Let’s break down what the shared responsibility model actually means and why EXIGENCY’s fully on-premise, self-hosted environments render it irrelevant.

Who Is Actually Responsible? (Spoiler: You Are)

When a cloud provider claims they handle “the infrastructure,” they mean the power, cooling, physical servers, and some platform-level maintenance. Everything else from user permissions, API keys, encryption, backups, firewall configurations, DNS routing, logging, and software stack; is your problem.

That means any mistake or oversight, no matter how small, becomes your legal and financial burden. Even the largest companies struggle to manage these layers. When they fail, they take the hit.

By contrast, EXIGENCY’s on-prem architecture allows you to:

  • Fully control and audit every security layer
  • Eliminate shared-access models
  • Remove ambiguity in breach investigations

Case Studies of Responsibility Failure

Case 1: Misconfigured AWS S3 Buckets
A healthcare organization inadvertently exposed thousands of patient records due to an open S3 bucket. AWS was not liable. The breach triggered an OCR HIPAA fine and cost over $2M in lawsuits and remediation.
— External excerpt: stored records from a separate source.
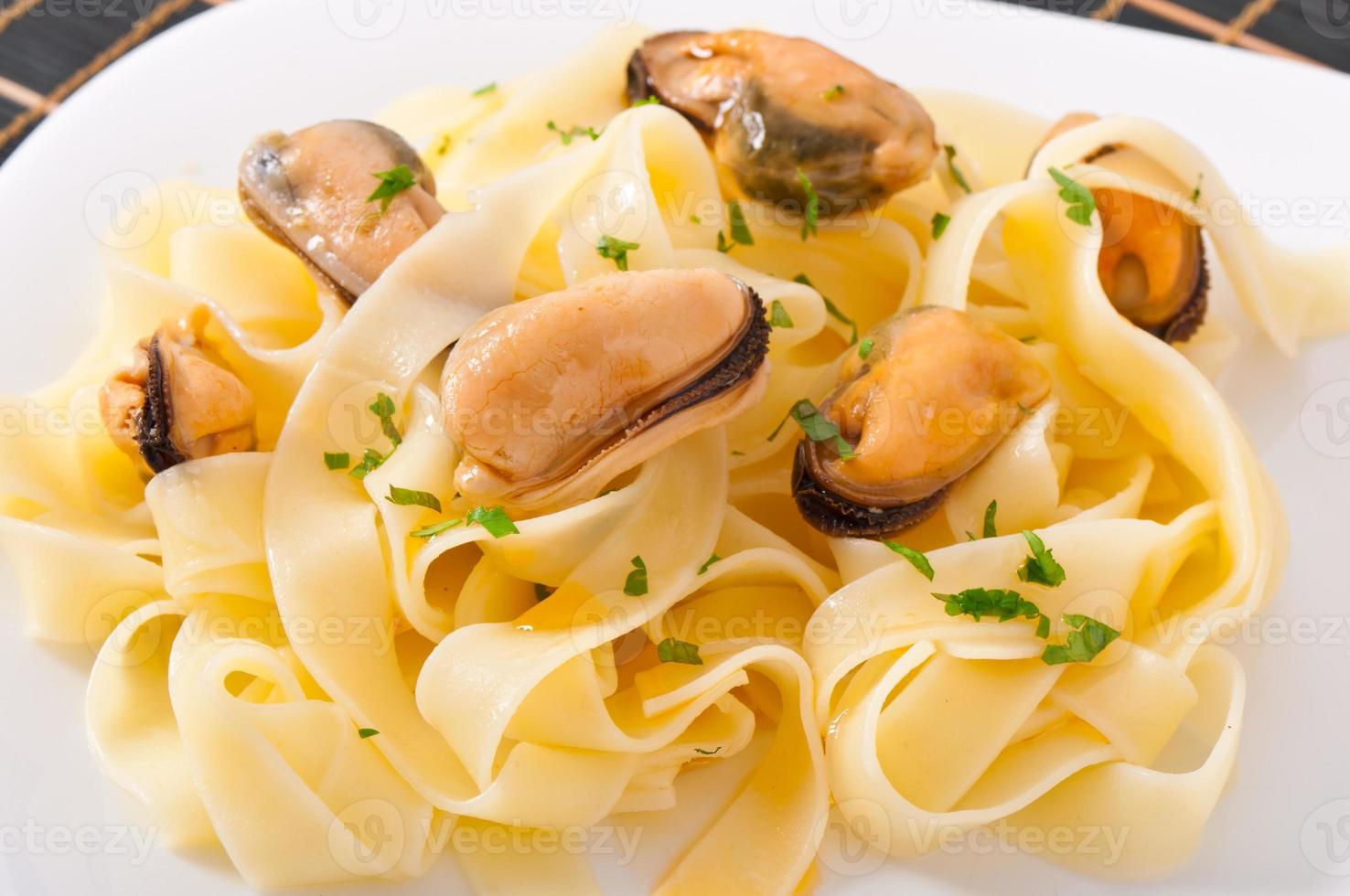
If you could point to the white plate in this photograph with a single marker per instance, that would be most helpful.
(185, 102)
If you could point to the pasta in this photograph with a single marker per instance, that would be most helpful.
(319, 677)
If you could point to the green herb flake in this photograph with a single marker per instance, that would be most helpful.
(950, 166)
(435, 529)
(1082, 645)
(412, 498)
(675, 651)
(575, 131)
(990, 602)
(369, 462)
(817, 428)
(740, 229)
(830, 306)
(617, 250)
(1077, 196)
(1041, 567)
(990, 528)
(494, 519)
(636, 583)
(383, 408)
(916, 558)
(391, 182)
(811, 212)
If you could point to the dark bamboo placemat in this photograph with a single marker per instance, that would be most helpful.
(50, 48)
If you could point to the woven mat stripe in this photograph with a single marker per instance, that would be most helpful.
(15, 13)
(122, 45)
(1233, 33)
(1253, 13)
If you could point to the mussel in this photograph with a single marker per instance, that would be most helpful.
(935, 396)
(774, 107)
(1152, 262)
(553, 397)
(311, 190)
(177, 401)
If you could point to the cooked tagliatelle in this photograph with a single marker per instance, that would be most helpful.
(697, 399)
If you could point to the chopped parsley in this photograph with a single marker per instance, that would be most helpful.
(435, 529)
(817, 428)
(617, 250)
(990, 602)
(383, 408)
(566, 136)
(675, 651)
(1077, 196)
(1082, 645)
(950, 166)
(494, 519)
(1041, 567)
(636, 583)
(411, 498)
(740, 229)
(916, 558)
(369, 462)
(391, 182)
(811, 212)
(830, 306)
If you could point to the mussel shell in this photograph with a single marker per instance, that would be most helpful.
(610, 362)
(155, 424)
(766, 139)
(324, 218)
(841, 518)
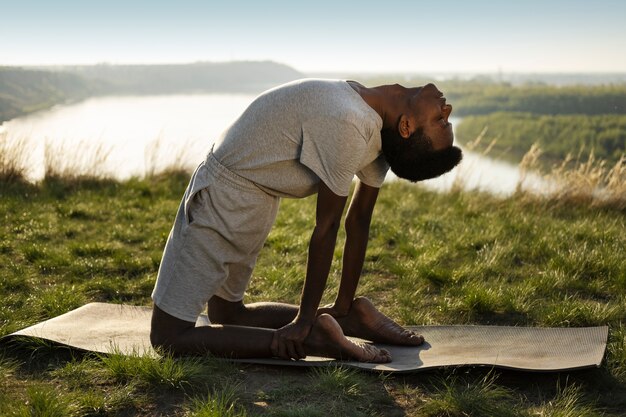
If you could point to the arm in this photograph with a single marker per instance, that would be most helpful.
(287, 342)
(357, 226)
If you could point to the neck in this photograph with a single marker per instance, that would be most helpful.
(389, 101)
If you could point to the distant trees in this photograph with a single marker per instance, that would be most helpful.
(24, 91)
(556, 135)
(541, 100)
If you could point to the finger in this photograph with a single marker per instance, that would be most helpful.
(274, 346)
(300, 350)
(293, 354)
(282, 350)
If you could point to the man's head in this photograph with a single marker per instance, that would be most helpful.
(420, 146)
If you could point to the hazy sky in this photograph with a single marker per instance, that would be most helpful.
(311, 36)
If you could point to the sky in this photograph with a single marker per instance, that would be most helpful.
(486, 36)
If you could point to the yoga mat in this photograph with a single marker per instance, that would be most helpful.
(107, 328)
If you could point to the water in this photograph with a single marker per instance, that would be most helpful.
(131, 136)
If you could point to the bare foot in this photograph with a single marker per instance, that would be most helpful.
(327, 339)
(365, 321)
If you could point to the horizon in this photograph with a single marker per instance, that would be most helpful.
(559, 37)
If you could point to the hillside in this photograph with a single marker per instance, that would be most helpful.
(24, 90)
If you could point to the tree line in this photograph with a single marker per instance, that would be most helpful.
(556, 135)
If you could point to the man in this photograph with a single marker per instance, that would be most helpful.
(305, 137)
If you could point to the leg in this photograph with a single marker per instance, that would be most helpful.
(365, 321)
(326, 339)
(269, 315)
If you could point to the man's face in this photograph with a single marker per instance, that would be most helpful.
(431, 112)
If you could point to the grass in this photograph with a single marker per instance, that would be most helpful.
(453, 258)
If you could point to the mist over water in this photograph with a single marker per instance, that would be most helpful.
(138, 135)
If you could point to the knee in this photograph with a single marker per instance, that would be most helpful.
(164, 331)
(225, 312)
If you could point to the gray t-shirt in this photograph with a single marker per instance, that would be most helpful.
(297, 134)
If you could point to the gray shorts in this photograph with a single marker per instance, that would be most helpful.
(221, 225)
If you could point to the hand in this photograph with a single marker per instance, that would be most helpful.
(332, 310)
(288, 341)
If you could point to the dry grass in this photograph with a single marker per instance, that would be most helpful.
(161, 157)
(72, 161)
(573, 181)
(13, 158)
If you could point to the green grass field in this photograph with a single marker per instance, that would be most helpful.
(453, 258)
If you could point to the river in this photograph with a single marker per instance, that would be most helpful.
(133, 135)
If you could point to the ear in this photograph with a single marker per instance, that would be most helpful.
(404, 127)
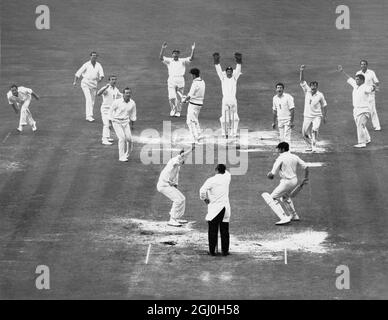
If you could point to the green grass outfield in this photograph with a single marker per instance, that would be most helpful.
(66, 202)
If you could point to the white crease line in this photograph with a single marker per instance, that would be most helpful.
(5, 139)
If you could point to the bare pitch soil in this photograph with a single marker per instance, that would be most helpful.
(66, 202)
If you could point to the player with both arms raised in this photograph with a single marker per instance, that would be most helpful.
(229, 117)
(314, 111)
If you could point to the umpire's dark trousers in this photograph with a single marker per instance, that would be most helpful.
(214, 225)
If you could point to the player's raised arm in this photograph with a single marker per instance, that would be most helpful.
(301, 73)
(275, 115)
(161, 54)
(35, 95)
(103, 89)
(238, 58)
(191, 58)
(340, 69)
(15, 108)
(292, 110)
(216, 60)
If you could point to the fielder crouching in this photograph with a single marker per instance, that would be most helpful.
(286, 165)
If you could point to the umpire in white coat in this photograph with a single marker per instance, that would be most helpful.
(215, 193)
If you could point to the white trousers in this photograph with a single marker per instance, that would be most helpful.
(374, 116)
(90, 98)
(229, 117)
(362, 131)
(105, 122)
(123, 132)
(25, 114)
(192, 120)
(310, 125)
(174, 85)
(284, 130)
(177, 198)
(281, 194)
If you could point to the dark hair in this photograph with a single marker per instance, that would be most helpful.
(283, 146)
(195, 72)
(360, 76)
(221, 168)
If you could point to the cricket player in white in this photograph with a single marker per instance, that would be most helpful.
(109, 94)
(168, 185)
(20, 99)
(371, 80)
(215, 193)
(229, 87)
(361, 106)
(176, 81)
(195, 98)
(286, 165)
(283, 113)
(123, 115)
(314, 111)
(91, 73)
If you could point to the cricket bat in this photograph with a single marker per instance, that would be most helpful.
(297, 189)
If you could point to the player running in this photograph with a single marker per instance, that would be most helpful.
(361, 106)
(314, 111)
(123, 115)
(20, 99)
(109, 94)
(168, 185)
(286, 165)
(283, 113)
(176, 81)
(229, 117)
(370, 80)
(91, 73)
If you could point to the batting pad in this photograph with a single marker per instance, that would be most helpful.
(275, 207)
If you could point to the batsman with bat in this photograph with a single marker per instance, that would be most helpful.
(286, 165)
(20, 98)
(229, 117)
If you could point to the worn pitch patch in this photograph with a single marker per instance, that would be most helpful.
(254, 141)
(8, 166)
(265, 247)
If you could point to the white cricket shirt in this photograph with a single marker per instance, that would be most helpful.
(170, 173)
(176, 68)
(229, 85)
(23, 95)
(283, 106)
(197, 91)
(286, 164)
(360, 97)
(370, 77)
(90, 74)
(109, 96)
(313, 104)
(216, 189)
(123, 111)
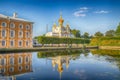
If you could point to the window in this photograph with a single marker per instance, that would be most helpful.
(20, 60)
(27, 27)
(12, 60)
(20, 34)
(21, 26)
(12, 43)
(11, 69)
(27, 59)
(27, 43)
(4, 24)
(3, 33)
(20, 43)
(26, 67)
(27, 34)
(3, 42)
(12, 33)
(20, 68)
(12, 25)
(2, 70)
(3, 61)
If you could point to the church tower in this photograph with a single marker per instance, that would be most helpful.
(60, 21)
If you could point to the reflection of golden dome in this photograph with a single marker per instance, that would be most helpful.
(61, 20)
(60, 69)
(53, 63)
(67, 26)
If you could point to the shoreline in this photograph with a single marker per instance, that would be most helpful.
(110, 47)
(6, 50)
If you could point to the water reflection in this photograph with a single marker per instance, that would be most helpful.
(61, 65)
(14, 64)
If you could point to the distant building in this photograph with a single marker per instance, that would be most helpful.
(60, 30)
(15, 32)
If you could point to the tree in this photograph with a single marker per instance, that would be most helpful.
(75, 32)
(98, 34)
(110, 33)
(117, 32)
(86, 35)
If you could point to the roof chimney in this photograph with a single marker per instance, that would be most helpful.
(14, 15)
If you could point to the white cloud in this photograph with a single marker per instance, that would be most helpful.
(83, 8)
(101, 12)
(81, 12)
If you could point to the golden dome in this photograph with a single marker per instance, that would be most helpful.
(61, 20)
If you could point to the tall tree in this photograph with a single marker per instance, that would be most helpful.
(110, 33)
(117, 32)
(98, 34)
(75, 32)
(86, 35)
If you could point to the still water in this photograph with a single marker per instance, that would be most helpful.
(61, 65)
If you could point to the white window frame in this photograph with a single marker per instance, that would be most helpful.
(27, 27)
(4, 63)
(21, 60)
(27, 34)
(11, 69)
(4, 23)
(20, 36)
(27, 44)
(12, 25)
(26, 59)
(13, 33)
(2, 43)
(20, 26)
(19, 68)
(27, 67)
(2, 33)
(21, 43)
(12, 61)
(13, 43)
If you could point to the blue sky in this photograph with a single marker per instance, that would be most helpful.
(85, 15)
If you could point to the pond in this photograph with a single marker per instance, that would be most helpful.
(61, 65)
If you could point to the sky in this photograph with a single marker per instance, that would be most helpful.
(85, 15)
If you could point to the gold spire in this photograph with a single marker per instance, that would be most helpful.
(61, 20)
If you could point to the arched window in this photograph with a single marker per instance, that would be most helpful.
(20, 60)
(26, 59)
(3, 43)
(27, 27)
(12, 33)
(12, 25)
(12, 60)
(21, 26)
(11, 69)
(20, 68)
(20, 43)
(20, 34)
(3, 33)
(4, 24)
(3, 61)
(27, 67)
(12, 43)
Case 2: Microsoft Power Platform Misconfigurations
In 2023, misconfigured Power Apps exposed 38M records, including personal data from COVID-19 tracing systems and job application portals. Microsoft again denied liability. Customers bore the brunt.

These examples show that “shared” doesn’t mean “equal.”

Disaster Recovery Is Still Your Responsibility

If your cloud-hosted database is encrypted incorrectly or deleted by mistake… don’t expect AWS or Azure to help you retrieve it. They’ll point you to documentation and logs, but actual assistance is outside SLA bounds.

EXIGENCY designs disaster recovery into the core of our solutions:

  • Daily encrypted local backups
  • Offline replication
  • Immediate rollback of virtual machine snapshots
  • Complete control of RTO and RPO
The Compliance Loophole

HIPAA, PCI-DSS, and SOC 2 may allow cloud hosting but they require that you validate and continuously monitor cloud security. A compliant snapshot at audit time is meaningless if a misconfigured port opens up days later.

On-prem systems pass audits because they’re secure by design, not by temporary configuration. Immutable logs, real-time alerts, and zero third-party access make compliance consistent and defensible.

Vendors Will Sell You Tools and Not Accountability

Cloud platforms sell additional security “solutions” like GuardDuty, Azure Sentinel, or GCP Security Command Center. But these are upsells and not guarantees. The tools are complicated, cost extra, and don’t eliminate the underlying risk that you’re still liable for missteps.

EXIGENCY eliminates that cost overhead by building security directly into your network design: role-based access control, encrypted traffic tunnels, local-only admin consoles, and quantum-resistant credentials.

FINAL THOUGHTS: REDUCE ACCESS. INCREASE CONTROL.

If you’re responsible for 94% of the risk, why should you rely on a shared infrastructure you can’t fully inspect, configure, or control?

EXIGENCY puts your infrastructure entirely within your grasp. No shared logins, no vendor ambiguity, no upstream failure cascades. Just complete ownership, end-to-end accountability, and peace of mind.